Conclusion: TCZ remains a valuable GC-sparing option in the oldest GCA patients with an interesting risk-benefit ratio. Mild-to-moderate adverse events were observed in one-third of patients.


Giant cell arteritis (GCA) is a large- and medium-sized vasculitis occurring mainly in patients over 50 years old and is the most frequent systemic vasculitis in elderly patients from Western countries.
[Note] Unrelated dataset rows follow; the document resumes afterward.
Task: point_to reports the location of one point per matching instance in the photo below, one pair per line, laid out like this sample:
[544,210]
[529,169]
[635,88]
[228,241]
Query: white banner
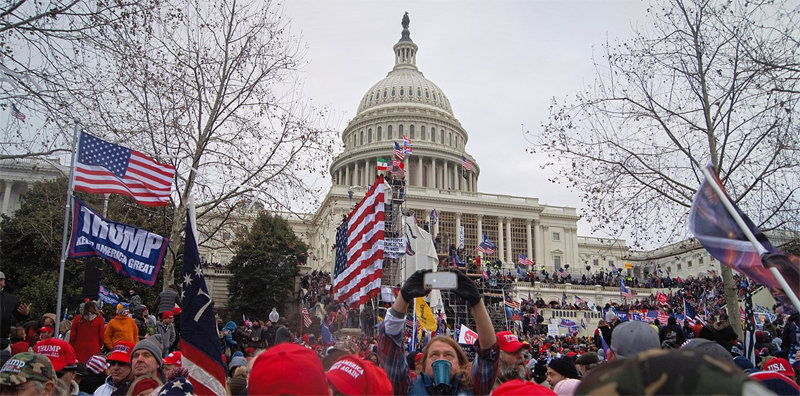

Epidemiological data show that the incidence of GCA increases with advancing age, and some studies have suggested that the mean age of GCA onset is still increasing, with a maximal incidence between 70 and 80 years old.[1–5] However, patients over 80 years old are common and represent a subgroup with increased frailty, including age-related immunodeficiency, modification of drug metabolism, increased cardiovascular risk factors, and reduced muscular autonomy.[6] This frailty is worsened by the long-term use of glucocorticoids (GCs), which remain the cornerstone of GCA treatment. Taken together, these findings raise the question of whether different therapeutic strategies could be used for elderly individuals, especially to reduce GC exposure while keeping the disease under control. Little information exists on the use of targeted therapies in elderly patients. To date, immunosuppressants, especially methotrexate, have been advised for patients with relapsing disease or for whom GCs should be spared because of toxicity. More recently, tocilizumab (TCZ), a monoclonal antibody targeting the IL-6 receptor, has been approved for GCA. TCZ has shown effectiveness in achieving disease remission and a good GC-sparing effect with an acceptable tolerance profile in a GCA population.[7] However, the mean age of the population in whom the treatment was validated was 69.5 ± 8.5 years, and no subgroup analysis focused on the efficacy and tolerance of TCZ in the oldest patients. In the present study, we aimed to assess the efficacy and tolerance of TCZ in patients over 80 years included in a French register of GCA patients treated with TCZ.